Kyle Chayka : Filterworld, comment les algorithmes uniformisent la culture

Kyle Chayka : Filterworld, comment les algorithmes uniformisent la culture

Si vous êtes un lecteur assidu de The New Yorker, vous avez sans doute croisé l’œuvre de Kyle Chayka, journaliste au sein de cette prestigieuse publication. Chayka y tient une chronique centrée sur la technologie numérique et l’influence d’internet ainsi que des réseaux sociaux sur notre culture.
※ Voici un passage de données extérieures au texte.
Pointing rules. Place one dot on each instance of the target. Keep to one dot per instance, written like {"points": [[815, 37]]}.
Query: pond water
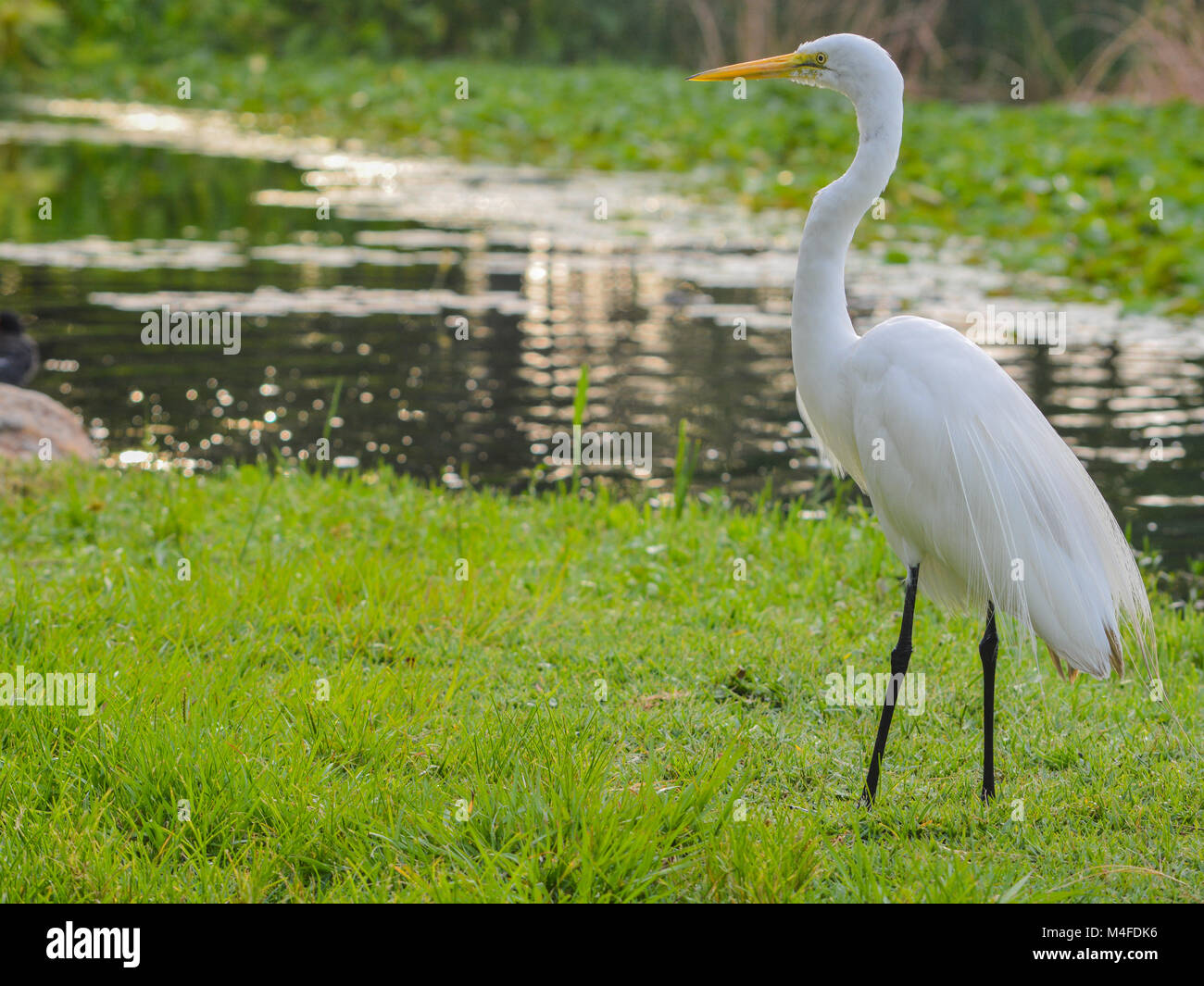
{"points": [[452, 306]]}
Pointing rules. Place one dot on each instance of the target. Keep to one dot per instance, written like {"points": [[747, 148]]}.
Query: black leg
{"points": [[988, 650], [899, 658]]}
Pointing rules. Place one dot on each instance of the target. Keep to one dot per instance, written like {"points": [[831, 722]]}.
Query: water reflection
{"points": [[681, 312]]}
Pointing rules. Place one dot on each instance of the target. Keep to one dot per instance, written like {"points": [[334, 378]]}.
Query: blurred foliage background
{"points": [[1152, 48]]}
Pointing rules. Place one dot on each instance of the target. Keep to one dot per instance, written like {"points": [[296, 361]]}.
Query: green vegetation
{"points": [[1064, 191], [584, 716]]}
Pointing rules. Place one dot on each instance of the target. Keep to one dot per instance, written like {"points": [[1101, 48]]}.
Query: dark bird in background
{"points": [[19, 352]]}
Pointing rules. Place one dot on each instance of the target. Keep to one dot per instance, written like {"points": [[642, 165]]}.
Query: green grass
{"points": [[1064, 191], [464, 754]]}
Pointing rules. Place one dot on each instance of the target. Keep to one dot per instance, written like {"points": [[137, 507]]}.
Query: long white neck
{"points": [[820, 324]]}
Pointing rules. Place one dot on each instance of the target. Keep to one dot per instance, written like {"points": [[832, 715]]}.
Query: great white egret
{"points": [[974, 490]]}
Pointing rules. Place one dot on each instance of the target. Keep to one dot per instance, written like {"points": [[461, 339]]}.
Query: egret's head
{"points": [[847, 63]]}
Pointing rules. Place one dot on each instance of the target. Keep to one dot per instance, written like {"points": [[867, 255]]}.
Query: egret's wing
{"points": [[968, 478]]}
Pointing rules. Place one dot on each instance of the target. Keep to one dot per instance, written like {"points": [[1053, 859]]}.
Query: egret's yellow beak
{"points": [[763, 68]]}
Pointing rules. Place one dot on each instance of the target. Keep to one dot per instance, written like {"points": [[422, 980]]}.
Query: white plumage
{"points": [[973, 488]]}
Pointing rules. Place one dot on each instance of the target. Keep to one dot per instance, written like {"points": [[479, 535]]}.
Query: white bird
{"points": [[974, 490]]}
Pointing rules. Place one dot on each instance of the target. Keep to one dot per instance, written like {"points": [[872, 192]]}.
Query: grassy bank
{"points": [[588, 714], [1066, 191]]}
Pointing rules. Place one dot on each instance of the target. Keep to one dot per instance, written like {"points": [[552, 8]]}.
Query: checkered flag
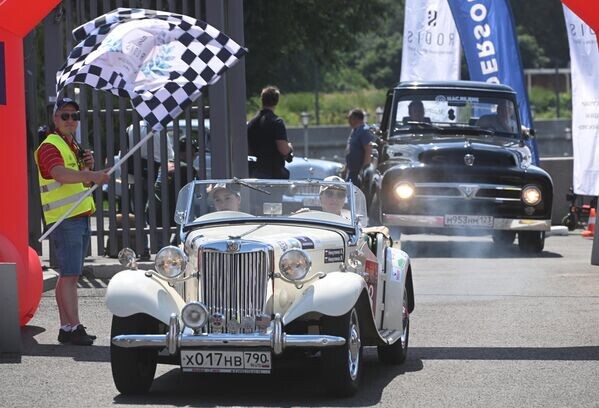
{"points": [[160, 60]]}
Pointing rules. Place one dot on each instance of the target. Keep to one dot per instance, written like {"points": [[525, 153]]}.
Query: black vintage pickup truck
{"points": [[452, 159]]}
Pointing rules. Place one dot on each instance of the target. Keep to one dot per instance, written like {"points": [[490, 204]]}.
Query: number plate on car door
{"points": [[230, 361]]}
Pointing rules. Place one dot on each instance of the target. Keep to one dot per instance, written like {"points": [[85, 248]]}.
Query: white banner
{"points": [[431, 44], [584, 58]]}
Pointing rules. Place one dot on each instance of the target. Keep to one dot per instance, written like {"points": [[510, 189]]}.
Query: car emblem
{"points": [[233, 246], [469, 159], [468, 191], [217, 322]]}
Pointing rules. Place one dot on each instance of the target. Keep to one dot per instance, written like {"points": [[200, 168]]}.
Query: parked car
{"points": [[250, 283], [462, 167], [304, 168]]}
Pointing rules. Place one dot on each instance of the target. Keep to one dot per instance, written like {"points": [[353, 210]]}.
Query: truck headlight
{"points": [[170, 262], [295, 264], [404, 190], [194, 315], [531, 195]]}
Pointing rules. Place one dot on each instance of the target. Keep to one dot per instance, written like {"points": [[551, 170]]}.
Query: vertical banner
{"points": [[431, 44], [488, 36], [584, 57]]}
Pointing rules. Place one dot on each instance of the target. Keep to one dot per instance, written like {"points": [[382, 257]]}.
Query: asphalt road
{"points": [[489, 329]]}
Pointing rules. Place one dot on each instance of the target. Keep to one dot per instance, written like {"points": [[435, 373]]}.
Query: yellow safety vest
{"points": [[57, 198]]}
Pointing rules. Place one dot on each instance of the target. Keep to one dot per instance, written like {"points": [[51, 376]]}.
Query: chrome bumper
{"points": [[276, 339], [438, 221]]}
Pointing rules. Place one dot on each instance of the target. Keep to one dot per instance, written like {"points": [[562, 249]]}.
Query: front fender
{"points": [[333, 295], [131, 291], [398, 280]]}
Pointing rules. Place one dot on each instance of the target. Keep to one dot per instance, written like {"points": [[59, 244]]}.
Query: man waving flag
{"points": [[161, 60]]}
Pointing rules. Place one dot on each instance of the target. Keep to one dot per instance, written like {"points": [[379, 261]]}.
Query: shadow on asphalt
{"points": [[577, 353], [31, 347], [468, 249], [294, 383]]}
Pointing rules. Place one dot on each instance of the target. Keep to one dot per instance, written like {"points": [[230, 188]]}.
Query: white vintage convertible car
{"points": [[256, 277]]}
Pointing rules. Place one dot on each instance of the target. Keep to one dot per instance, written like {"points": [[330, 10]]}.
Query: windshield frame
{"points": [[187, 193], [447, 129]]}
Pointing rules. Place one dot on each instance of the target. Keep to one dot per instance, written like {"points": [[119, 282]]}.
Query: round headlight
{"points": [[127, 258], [295, 264], [404, 190], [531, 195], [194, 315], [170, 262]]}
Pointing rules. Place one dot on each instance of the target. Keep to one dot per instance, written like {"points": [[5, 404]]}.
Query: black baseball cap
{"points": [[60, 103]]}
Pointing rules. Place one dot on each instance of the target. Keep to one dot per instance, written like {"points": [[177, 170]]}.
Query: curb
{"points": [[96, 271]]}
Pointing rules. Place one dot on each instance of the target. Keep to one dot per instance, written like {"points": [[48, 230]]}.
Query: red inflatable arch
{"points": [[17, 19]]}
Il est également l’auteur de “Filterworld: Comment les algorithmes aplanissent la culture.”

Cet ouvrage captivant est remarquablement bien écrit. Chayka y explore comment les algorithmes façonnent des cafés génériques, influencent le tourisme en Islande et définissent les playlists musicales que nous consommons. Cela peut engendrer une certaine anxiété algorithmique – de quoi faire tourner la tête.

Chayka explique avoir inventé le terme “Filterworld” pour essayer de mettre de l’ordre dans ce tumulte.
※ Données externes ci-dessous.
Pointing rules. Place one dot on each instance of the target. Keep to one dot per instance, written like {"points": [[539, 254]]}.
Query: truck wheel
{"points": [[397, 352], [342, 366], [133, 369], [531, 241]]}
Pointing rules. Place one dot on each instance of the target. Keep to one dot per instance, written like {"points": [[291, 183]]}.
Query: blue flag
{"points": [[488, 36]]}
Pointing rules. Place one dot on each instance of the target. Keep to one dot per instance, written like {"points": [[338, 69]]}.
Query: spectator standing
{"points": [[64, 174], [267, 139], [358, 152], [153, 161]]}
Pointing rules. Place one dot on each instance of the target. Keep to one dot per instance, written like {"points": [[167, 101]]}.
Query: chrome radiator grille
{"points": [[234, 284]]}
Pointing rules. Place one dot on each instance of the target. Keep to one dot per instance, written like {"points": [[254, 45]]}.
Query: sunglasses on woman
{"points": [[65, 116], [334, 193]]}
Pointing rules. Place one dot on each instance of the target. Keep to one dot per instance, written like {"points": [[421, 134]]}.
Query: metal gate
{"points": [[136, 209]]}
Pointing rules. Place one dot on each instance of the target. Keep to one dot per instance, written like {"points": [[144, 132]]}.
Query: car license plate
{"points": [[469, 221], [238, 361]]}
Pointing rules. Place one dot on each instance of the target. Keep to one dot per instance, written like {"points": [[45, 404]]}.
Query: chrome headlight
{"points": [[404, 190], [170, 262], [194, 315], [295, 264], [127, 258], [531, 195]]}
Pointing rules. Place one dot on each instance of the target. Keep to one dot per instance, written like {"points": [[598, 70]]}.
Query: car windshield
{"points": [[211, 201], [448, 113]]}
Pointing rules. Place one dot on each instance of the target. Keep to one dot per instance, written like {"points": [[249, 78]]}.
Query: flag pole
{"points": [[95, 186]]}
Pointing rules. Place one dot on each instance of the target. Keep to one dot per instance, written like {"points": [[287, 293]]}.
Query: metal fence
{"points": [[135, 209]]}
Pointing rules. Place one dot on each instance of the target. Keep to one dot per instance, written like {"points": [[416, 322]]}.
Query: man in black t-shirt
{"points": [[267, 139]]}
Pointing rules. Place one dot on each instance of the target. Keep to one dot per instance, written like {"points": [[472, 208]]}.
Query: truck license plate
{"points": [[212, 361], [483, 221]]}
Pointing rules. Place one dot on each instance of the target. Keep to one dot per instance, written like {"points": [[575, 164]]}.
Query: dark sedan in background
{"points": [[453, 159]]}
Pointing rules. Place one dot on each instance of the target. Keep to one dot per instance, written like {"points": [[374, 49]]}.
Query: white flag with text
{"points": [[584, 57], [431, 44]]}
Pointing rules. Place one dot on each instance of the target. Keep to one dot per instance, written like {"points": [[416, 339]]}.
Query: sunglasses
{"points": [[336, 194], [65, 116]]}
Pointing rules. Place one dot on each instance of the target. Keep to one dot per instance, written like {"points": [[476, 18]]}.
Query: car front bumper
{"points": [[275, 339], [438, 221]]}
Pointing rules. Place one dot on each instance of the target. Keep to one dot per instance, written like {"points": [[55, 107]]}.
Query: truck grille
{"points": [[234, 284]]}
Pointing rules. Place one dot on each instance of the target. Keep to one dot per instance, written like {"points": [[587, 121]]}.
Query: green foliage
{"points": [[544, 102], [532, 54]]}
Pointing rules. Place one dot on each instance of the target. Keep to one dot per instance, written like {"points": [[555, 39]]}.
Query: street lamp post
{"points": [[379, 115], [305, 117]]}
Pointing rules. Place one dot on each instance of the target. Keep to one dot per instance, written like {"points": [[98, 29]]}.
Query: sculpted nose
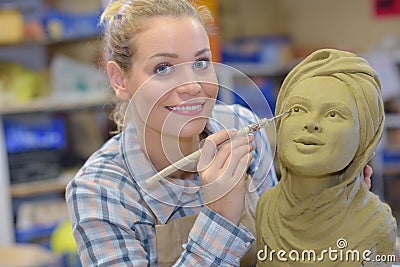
{"points": [[312, 126]]}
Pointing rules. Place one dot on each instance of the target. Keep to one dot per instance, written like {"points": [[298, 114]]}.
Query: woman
{"points": [[119, 221], [321, 201]]}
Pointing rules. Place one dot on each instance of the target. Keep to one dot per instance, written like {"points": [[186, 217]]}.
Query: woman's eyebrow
{"points": [[171, 55], [202, 51]]}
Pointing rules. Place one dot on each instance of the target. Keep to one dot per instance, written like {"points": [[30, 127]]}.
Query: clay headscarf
{"points": [[347, 210]]}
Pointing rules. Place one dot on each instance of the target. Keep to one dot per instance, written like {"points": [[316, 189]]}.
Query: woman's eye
{"points": [[332, 114], [296, 109], [201, 64], [163, 68]]}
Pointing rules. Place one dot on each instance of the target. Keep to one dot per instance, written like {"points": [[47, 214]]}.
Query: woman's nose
{"points": [[312, 126], [189, 89]]}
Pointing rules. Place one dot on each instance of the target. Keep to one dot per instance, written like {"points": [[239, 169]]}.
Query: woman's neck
{"points": [[303, 187]]}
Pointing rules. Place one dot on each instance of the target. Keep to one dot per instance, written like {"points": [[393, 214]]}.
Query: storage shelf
{"points": [[262, 69], [56, 185], [93, 37], [55, 104]]}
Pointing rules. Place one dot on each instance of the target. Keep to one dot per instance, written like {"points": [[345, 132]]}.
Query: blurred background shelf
{"points": [[55, 104], [56, 185]]}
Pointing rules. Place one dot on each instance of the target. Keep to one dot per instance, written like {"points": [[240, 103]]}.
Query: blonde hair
{"points": [[123, 20]]}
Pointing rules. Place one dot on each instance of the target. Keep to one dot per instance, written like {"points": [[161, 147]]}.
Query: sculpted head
{"points": [[337, 115]]}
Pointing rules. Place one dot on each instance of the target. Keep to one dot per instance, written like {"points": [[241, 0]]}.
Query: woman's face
{"points": [[172, 102], [321, 134]]}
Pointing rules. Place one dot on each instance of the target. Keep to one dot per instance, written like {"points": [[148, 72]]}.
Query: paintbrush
{"points": [[180, 164]]}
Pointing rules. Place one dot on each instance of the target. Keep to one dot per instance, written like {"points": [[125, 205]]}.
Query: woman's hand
{"points": [[222, 173]]}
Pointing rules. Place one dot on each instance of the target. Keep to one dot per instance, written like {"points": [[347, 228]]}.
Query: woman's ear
{"points": [[117, 80]]}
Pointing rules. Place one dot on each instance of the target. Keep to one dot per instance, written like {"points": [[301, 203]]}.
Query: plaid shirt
{"points": [[108, 204]]}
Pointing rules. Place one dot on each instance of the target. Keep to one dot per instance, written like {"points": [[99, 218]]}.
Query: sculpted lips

L’entretien suivant a été condensé pour des raisons de clarté et de concision.

Kyle Chayka : Pour le titre du livre, je voulais créer un terme qui puisse encapsuler cet environnement immersif dans lequel nous sommes quotidiennement bombardés de recommandations et de flux, de nos téléphones aux applications de réseaux sociaux et aux services de streaming comme Spotify. J’ai cherché à résumer tout cela en une expression facilement mémorisable.
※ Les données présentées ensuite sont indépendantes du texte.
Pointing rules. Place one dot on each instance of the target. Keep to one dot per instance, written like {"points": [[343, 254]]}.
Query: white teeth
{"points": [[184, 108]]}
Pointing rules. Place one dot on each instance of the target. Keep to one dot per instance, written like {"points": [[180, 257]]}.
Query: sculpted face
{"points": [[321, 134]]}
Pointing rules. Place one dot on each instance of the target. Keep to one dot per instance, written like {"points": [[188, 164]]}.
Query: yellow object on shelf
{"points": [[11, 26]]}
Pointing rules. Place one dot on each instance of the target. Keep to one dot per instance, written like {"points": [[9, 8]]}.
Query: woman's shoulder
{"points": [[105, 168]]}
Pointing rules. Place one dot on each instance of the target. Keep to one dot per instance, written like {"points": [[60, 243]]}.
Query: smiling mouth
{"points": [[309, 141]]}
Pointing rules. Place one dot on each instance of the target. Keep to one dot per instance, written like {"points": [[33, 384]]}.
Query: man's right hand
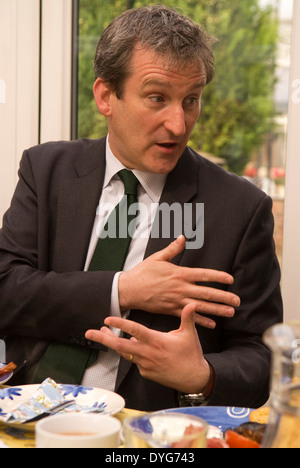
{"points": [[160, 287]]}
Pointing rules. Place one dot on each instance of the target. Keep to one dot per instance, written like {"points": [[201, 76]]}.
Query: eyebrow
{"points": [[166, 84]]}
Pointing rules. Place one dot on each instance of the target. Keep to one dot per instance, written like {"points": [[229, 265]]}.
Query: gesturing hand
{"points": [[173, 359], [158, 286]]}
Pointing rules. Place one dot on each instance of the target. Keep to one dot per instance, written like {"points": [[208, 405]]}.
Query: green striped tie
{"points": [[66, 363]]}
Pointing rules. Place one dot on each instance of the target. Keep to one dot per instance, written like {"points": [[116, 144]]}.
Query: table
{"points": [[16, 438]]}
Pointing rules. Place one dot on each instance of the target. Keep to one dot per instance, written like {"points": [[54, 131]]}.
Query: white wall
{"points": [[30, 114], [291, 247], [19, 85], [56, 69]]}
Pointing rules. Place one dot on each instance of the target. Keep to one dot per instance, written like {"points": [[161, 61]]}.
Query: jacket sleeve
{"points": [[36, 302], [242, 368]]}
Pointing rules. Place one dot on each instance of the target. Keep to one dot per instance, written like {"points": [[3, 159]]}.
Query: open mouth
{"points": [[167, 145]]}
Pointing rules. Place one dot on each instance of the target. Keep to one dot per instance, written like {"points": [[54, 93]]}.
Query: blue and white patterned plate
{"points": [[5, 378], [222, 417], [104, 401]]}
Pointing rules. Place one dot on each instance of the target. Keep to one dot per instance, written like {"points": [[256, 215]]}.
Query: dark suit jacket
{"points": [[45, 295]]}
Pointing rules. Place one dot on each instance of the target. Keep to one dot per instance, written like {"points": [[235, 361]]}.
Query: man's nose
{"points": [[175, 121]]}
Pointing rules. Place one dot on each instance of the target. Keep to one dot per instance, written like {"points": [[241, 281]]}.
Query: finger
{"points": [[204, 275], [188, 317], [134, 329], [212, 295], [122, 346], [172, 250]]}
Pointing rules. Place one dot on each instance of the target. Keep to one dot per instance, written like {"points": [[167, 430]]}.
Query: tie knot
{"points": [[130, 182]]}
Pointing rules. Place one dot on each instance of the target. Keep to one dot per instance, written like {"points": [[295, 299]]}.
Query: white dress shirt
{"points": [[103, 372]]}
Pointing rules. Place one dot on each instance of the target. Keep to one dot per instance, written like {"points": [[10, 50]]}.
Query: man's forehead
{"points": [[157, 67]]}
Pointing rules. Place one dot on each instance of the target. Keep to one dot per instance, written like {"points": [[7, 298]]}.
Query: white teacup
{"points": [[78, 431]]}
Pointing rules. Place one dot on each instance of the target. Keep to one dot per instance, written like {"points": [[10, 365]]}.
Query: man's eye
{"points": [[157, 99]]}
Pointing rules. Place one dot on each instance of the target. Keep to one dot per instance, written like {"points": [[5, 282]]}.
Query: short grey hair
{"points": [[158, 28]]}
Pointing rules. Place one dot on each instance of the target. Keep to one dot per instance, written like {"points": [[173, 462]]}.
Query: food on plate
{"points": [[235, 440], [187, 442], [253, 431], [260, 415], [8, 369], [215, 442]]}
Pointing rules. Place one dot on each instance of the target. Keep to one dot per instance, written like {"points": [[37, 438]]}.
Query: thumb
{"points": [[172, 250], [188, 317]]}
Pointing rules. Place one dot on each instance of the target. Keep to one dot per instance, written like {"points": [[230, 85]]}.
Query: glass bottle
{"points": [[284, 424]]}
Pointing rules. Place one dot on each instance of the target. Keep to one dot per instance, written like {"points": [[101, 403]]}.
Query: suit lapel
{"points": [[78, 199]]}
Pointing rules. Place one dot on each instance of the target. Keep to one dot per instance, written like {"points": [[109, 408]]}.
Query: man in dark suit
{"points": [[170, 286]]}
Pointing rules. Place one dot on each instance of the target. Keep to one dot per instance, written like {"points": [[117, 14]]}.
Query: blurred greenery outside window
{"points": [[243, 121]]}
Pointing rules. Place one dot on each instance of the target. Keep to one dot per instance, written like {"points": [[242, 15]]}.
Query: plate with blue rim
{"points": [[222, 417], [99, 400], [5, 378]]}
Doug Gordon : Vous avez réussi. Comme vous le soulignez dans votre livre, le Filterworld a également transformé la politique, l’éducation et les relations interpersonnelles, entre autres aspects de la société. Mais votre attention se concentre sur la culture, ce qui rend votre propos d’autant plus captivant.

KC : Je voulais me focaliser sur la culture, car je pense que c’est là que la plupart des gens rencontrent le plus de recommandations algorithmique. Certes, les algorithmes sont également utilisés dans des domaines cruciaux comme la santé ou la criminalité, mais au quotidien, leur impact est surtout visible sur YouTube, Facebook ou Spotify. À mon avis, c’est là que nous ressentons leur influence de manière la plus directe.

DG : J’ai été surpris d’apprendre que les algorithmes ont des racines si anciennes. Pourriez-vous nous résumer l’histoire des algorithmes ?

KC : Nous utilisons souvent le terme algorithme de manière généralisée, mais littéralement, cela désigne toute équation ou formule. Son histoire remonte à des milliers d’années, notamment à la Babylone antique, où l’on a découvert les premières équations mathématiques. Ils utilisaient des algorithmes pour déterminer le volume de terre extrait d’un fossé ou pour partager des récoltes entre plusieurs personnes. L’algorithme, dans ce sens, est une méthode pour obtenir un résultat de manière répétée et fiable. Au fil des siècles, ce terme a évolué pour désigner ce que nous entendons aujourd’hui par recommandation algorithmique.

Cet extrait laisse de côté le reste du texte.